I’m dating a king, and you better know it
If there’s one path in life that I’ve been able to follow with minimal fear, it has to the one of relationships. There may have been hesitations or doubts, but fear, no. From the very start of my dating life there’s been what you may call an internal compass. I’ve always respected the line between the synchronicity I share with a potential partner and the reality of being with them. I’ve never for a second doubted my self-worth, nor underestimated that of the person I chose to sleep with at night.
I’m not saying it’s been an easy ride, not in the slightest. There has been immeasurable pain and times I made decisions that floored everything I thought was holding my life, our lives, together. I can honestly say however, that I have never entered a union that wasn’t utterly glorious – in its love, its lessons and indeed its pain.

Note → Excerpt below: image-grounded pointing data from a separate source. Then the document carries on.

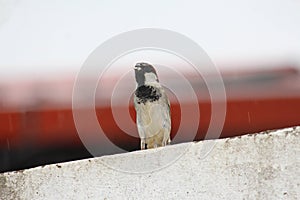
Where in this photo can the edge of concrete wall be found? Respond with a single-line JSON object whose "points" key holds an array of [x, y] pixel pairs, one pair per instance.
{"points": [[256, 166]]}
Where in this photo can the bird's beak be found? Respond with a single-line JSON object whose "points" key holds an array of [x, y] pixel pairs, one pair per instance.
{"points": [[138, 68]]}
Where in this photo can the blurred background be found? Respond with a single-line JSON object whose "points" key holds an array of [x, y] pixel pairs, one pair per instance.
{"points": [[43, 44]]}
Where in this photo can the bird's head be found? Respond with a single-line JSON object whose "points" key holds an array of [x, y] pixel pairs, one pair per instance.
{"points": [[145, 74]]}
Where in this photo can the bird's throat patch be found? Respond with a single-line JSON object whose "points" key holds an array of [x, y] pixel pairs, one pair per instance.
{"points": [[147, 93]]}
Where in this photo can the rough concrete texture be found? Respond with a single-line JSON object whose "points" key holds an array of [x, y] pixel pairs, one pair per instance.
{"points": [[257, 166]]}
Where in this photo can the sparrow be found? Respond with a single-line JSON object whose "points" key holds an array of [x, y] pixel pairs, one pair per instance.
{"points": [[152, 108]]}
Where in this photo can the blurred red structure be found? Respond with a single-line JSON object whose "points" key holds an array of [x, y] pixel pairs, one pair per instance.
{"points": [[40, 117]]}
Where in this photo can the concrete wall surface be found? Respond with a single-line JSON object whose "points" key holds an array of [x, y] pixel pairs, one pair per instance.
{"points": [[256, 166]]}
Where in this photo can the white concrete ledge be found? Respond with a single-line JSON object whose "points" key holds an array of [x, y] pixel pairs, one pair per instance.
{"points": [[257, 166]]}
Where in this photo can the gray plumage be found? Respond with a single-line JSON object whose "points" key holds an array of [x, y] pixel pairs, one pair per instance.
{"points": [[152, 108]]}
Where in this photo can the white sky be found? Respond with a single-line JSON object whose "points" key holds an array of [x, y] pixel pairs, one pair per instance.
{"points": [[41, 38]]}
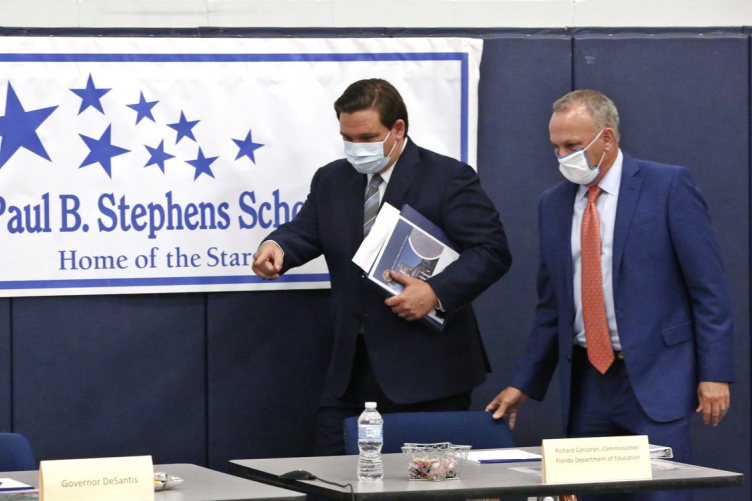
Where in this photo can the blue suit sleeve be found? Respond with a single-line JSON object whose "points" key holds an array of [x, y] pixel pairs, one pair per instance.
{"points": [[471, 221], [299, 238], [700, 262]]}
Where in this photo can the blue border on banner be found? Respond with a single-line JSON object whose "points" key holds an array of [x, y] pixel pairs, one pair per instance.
{"points": [[461, 57], [157, 281]]}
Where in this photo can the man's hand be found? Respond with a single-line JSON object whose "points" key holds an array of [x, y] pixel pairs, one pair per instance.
{"points": [[506, 404], [268, 262], [715, 401], [416, 301]]}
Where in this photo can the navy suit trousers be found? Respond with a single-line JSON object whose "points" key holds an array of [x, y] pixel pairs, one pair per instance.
{"points": [[605, 405]]}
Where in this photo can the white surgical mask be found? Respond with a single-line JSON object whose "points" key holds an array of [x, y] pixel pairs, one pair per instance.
{"points": [[576, 166], [368, 158]]}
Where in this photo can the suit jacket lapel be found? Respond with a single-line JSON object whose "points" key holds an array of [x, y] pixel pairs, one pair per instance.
{"points": [[563, 212], [629, 193], [404, 173], [353, 196]]}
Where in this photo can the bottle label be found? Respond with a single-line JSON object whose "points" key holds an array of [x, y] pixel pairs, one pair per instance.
{"points": [[369, 432]]}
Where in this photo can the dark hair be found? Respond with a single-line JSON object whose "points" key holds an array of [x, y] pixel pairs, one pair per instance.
{"points": [[373, 93]]}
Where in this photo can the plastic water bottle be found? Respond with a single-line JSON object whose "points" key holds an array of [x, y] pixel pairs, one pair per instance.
{"points": [[370, 441]]}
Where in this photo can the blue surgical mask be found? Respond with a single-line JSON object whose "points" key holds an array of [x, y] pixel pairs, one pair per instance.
{"points": [[576, 166], [368, 158]]}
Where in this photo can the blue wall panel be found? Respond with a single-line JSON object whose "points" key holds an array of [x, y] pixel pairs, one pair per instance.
{"points": [[520, 79], [111, 376], [5, 367], [267, 356], [685, 101]]}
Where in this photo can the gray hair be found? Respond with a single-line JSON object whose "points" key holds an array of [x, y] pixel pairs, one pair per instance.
{"points": [[600, 107]]}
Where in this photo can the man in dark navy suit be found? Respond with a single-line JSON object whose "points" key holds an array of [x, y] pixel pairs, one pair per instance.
{"points": [[381, 351], [633, 304]]}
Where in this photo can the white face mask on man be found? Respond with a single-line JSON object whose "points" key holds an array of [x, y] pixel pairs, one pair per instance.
{"points": [[368, 158], [576, 166]]}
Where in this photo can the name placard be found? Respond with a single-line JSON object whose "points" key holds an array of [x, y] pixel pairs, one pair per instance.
{"points": [[113, 479], [597, 459]]}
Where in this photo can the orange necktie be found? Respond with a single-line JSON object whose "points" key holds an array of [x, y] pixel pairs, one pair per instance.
{"points": [[600, 351]]}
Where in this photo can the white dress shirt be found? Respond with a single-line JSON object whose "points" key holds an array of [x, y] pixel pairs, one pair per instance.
{"points": [[606, 205]]}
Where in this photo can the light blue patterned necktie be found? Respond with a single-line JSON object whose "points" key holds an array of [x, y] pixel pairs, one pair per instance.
{"points": [[371, 205]]}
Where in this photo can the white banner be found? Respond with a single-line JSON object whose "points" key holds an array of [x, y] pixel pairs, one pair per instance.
{"points": [[133, 165]]}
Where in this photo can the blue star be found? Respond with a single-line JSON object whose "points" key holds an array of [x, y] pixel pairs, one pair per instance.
{"points": [[90, 96], [18, 128], [158, 156], [202, 164], [102, 150], [143, 108], [247, 147], [183, 127]]}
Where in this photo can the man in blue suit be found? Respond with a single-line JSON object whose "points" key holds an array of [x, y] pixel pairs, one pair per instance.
{"points": [[381, 352], [641, 327]]}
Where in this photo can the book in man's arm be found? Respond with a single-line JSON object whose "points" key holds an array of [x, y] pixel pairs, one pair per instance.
{"points": [[410, 244]]}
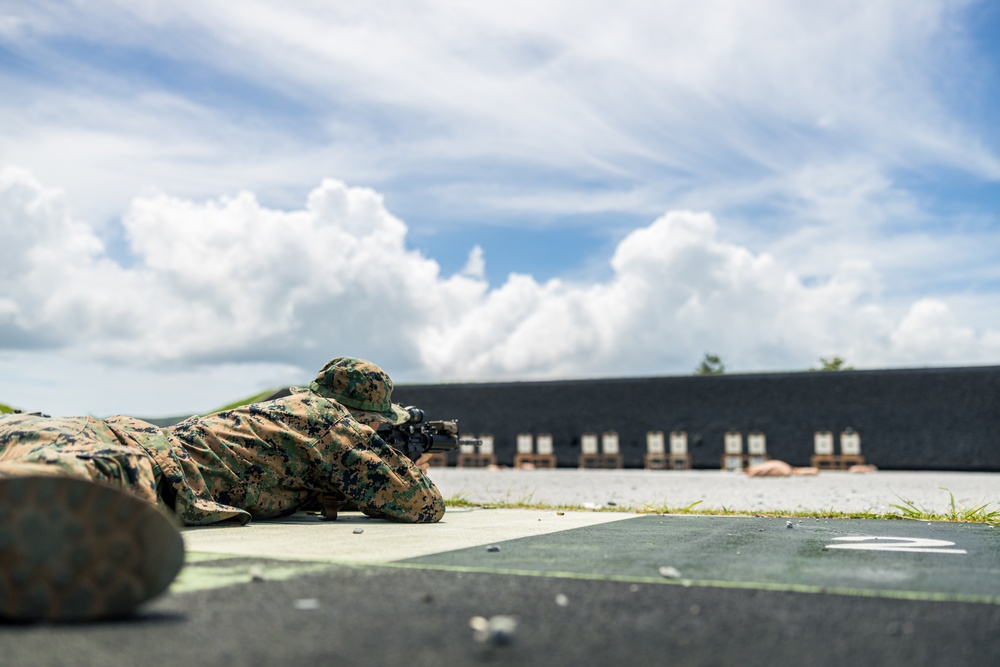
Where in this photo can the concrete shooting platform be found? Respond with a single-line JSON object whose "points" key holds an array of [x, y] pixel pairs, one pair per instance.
{"points": [[584, 587]]}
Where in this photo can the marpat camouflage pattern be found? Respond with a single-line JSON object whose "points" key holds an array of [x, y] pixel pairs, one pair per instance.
{"points": [[260, 461]]}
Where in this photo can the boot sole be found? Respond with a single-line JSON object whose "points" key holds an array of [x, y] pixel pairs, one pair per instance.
{"points": [[75, 550]]}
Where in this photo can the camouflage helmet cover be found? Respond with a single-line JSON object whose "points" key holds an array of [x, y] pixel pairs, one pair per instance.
{"points": [[362, 387]]}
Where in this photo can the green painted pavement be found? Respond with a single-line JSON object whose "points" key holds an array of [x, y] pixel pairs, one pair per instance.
{"points": [[905, 559]]}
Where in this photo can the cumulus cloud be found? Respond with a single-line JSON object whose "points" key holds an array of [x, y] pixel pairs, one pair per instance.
{"points": [[229, 281]]}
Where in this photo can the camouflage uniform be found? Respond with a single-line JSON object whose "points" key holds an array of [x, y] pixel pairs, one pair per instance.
{"points": [[262, 460]]}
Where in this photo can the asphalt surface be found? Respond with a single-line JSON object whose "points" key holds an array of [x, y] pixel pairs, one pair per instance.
{"points": [[561, 588]]}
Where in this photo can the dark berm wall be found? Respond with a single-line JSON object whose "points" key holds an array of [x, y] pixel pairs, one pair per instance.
{"points": [[914, 419]]}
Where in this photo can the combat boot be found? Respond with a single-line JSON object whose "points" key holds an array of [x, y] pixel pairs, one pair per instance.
{"points": [[76, 550]]}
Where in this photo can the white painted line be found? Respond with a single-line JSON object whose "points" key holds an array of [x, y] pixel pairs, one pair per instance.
{"points": [[305, 537], [899, 544]]}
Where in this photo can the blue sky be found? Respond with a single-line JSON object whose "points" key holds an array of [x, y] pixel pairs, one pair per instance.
{"points": [[534, 190]]}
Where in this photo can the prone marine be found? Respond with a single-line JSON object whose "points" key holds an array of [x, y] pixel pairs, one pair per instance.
{"points": [[89, 507]]}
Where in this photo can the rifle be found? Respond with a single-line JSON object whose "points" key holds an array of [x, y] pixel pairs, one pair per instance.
{"points": [[416, 437]]}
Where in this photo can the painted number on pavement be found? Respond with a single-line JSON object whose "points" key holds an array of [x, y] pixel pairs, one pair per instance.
{"points": [[906, 544]]}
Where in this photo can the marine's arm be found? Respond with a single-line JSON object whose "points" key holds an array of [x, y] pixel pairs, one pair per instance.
{"points": [[381, 481]]}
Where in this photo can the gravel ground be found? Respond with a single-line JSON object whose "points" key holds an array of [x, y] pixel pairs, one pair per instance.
{"points": [[837, 491]]}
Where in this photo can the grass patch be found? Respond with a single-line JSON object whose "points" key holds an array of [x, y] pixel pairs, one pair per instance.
{"points": [[904, 511], [956, 513]]}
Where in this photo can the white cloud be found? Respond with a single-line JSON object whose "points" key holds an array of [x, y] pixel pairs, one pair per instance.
{"points": [[229, 282]]}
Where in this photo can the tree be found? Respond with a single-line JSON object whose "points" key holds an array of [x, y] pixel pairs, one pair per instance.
{"points": [[711, 364], [833, 364]]}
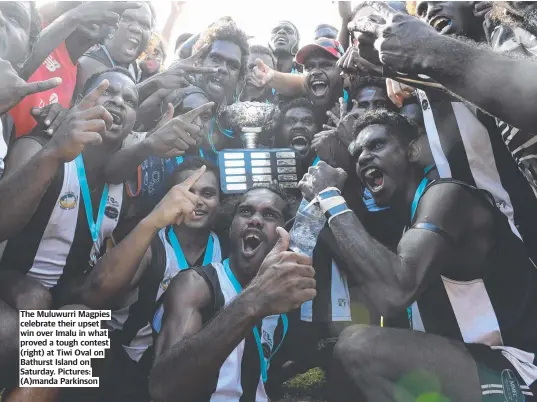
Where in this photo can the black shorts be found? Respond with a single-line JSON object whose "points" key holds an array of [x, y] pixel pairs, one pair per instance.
{"points": [[500, 380]]}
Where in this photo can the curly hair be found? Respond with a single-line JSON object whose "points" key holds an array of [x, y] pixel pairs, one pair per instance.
{"points": [[156, 41], [295, 48], [225, 29], [91, 81], [191, 163], [406, 132], [367, 81], [263, 50], [296, 103], [274, 188]]}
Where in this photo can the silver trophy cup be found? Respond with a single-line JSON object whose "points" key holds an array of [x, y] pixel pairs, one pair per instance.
{"points": [[251, 119]]}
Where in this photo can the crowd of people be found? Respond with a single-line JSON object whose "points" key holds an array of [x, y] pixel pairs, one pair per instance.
{"points": [[411, 127]]}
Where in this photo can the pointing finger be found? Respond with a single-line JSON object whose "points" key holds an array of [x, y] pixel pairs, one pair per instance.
{"points": [[90, 99], [30, 88], [191, 115], [383, 9], [189, 182], [166, 117]]}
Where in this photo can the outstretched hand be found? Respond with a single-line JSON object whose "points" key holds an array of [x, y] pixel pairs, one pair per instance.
{"points": [[261, 74], [395, 40], [177, 204], [174, 135], [285, 279], [84, 125], [13, 88]]}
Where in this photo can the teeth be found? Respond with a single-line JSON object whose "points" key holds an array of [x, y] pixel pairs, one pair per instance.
{"points": [[440, 22], [370, 171]]}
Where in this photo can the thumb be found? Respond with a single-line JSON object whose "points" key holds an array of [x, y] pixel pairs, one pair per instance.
{"points": [[166, 117], [261, 66], [283, 242], [30, 88]]}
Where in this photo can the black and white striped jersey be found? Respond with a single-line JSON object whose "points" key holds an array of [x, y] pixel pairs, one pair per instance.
{"points": [[131, 322], [55, 245], [496, 307], [471, 149], [239, 379]]}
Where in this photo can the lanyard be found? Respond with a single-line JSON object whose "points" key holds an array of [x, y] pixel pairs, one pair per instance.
{"points": [[108, 55], [238, 288], [180, 255], [419, 191], [95, 226], [417, 196]]}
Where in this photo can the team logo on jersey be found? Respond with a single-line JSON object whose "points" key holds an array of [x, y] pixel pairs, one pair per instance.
{"points": [[111, 212], [164, 284], [267, 344], [51, 64], [68, 200], [511, 387]]}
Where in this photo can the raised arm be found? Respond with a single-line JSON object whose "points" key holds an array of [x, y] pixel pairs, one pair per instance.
{"points": [[117, 271], [284, 83], [30, 168], [345, 11], [502, 86], [390, 281], [63, 26], [186, 355], [171, 138]]}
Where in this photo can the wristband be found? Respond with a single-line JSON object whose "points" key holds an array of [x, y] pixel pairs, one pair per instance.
{"points": [[328, 192], [333, 213], [330, 203]]}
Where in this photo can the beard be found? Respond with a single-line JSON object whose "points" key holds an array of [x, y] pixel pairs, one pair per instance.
{"points": [[527, 22]]}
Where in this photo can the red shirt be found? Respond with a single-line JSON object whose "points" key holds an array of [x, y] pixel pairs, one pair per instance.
{"points": [[57, 64]]}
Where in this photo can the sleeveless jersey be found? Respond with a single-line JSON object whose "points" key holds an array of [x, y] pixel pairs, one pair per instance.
{"points": [[468, 146], [56, 243], [239, 378], [496, 308], [131, 323]]}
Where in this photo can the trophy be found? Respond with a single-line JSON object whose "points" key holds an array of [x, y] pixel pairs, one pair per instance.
{"points": [[251, 119], [242, 169]]}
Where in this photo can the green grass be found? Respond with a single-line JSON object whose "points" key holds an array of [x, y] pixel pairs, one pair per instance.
{"points": [[307, 387]]}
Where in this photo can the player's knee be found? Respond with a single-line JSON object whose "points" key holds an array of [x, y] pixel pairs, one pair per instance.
{"points": [[34, 297], [9, 336], [357, 346]]}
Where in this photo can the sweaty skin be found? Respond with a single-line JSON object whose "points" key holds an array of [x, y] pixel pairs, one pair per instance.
{"points": [[185, 342], [28, 162], [226, 56], [297, 129], [121, 268], [284, 44], [502, 86]]}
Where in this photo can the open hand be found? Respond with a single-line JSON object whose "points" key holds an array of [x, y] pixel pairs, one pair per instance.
{"points": [[395, 40], [178, 203], [84, 125], [50, 116], [319, 178], [13, 88], [261, 74], [285, 280], [174, 135]]}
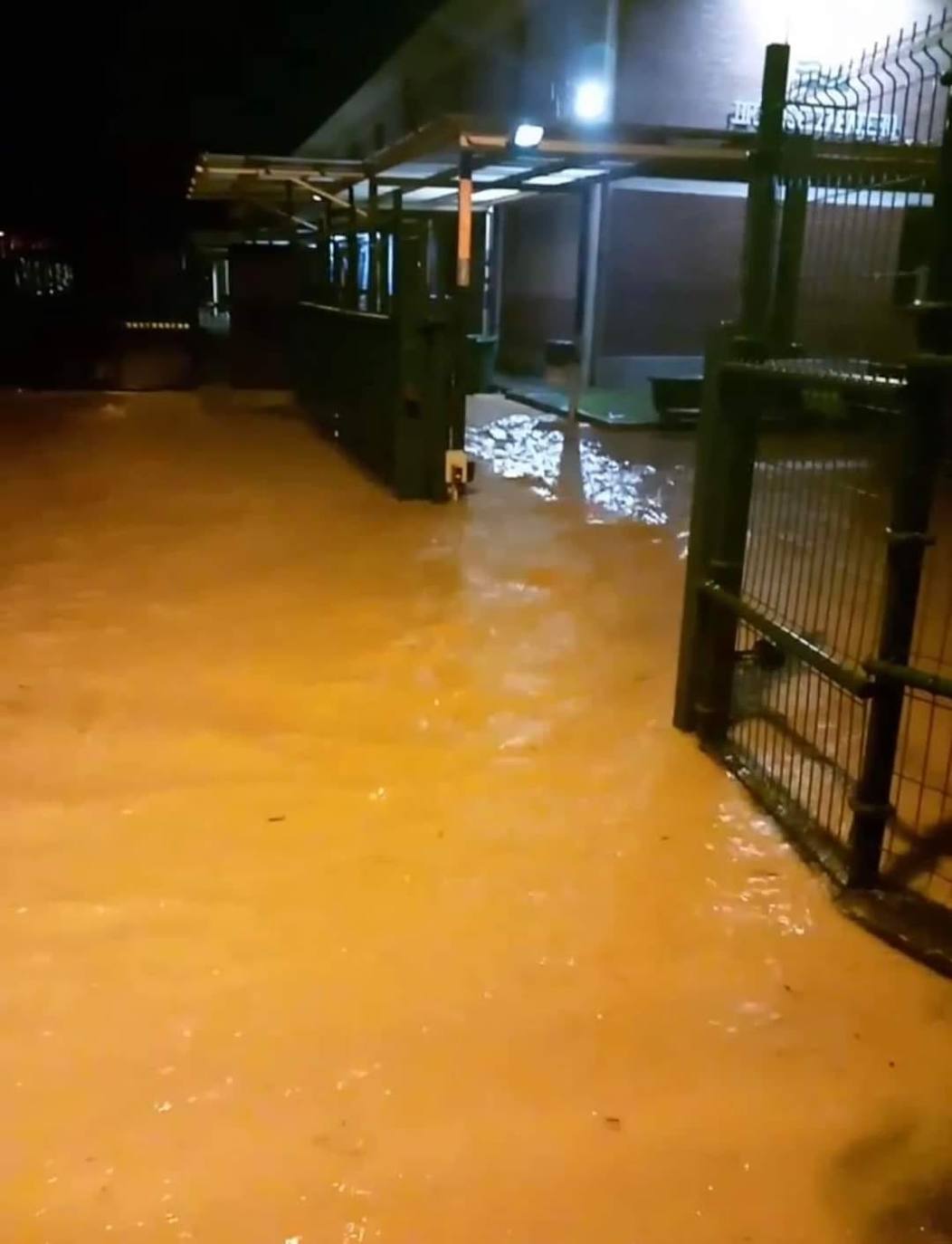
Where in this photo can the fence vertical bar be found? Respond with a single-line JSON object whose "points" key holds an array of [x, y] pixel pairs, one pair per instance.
{"points": [[718, 626], [759, 238], [353, 283], [789, 262], [908, 536], [705, 502]]}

I can also say, with my hand on my heart, that I have only ever dated kings.
To fully understand this, you need to understand what it means to give in a relationship. You also need to know and be fully conscious of what your own quiet and dignified sense of self-worth requires. There’s no way you can live within your worth and not acknowledge that the person you’re with isn’t, by default, someone very special. And if they’re not, there will be personal issues you need to address about yourself.
I consider it my job in a relationship to daily remind my partner, that he is loved, beautiful, respected, appreciated and backed by a heart that will not let him know any less, even in his weakest moments. Dating a king, for me, means kisses on the lips, candle-lit dinners, being the lover, the friend, the carer. It’s a level of love and attention that would be exhausting, if it weren’t for the fact that it is reflected back, tenfold. When two people stand in their power and are continuously encouraged to do so by one another, there is a circle of unity so strong that where it begins and ends is unidentifiable.
What you accept in life, in your relationships, your friendships, your work connections, will always be a direct reflection of how you view yourself and your life at that moment in time. How you treat people will always say more about you than it does them. So, when you invite someone into the magnificence that you are, let them know how much you value yourself by showing them how special they must have been to get the job.
It’s been my view, my unwavering rule, that if I’m to date a man, share my life with him, then by default he must be nothing less than what I consider royalty. Why would a person, who truly values themselves, be with anyone less?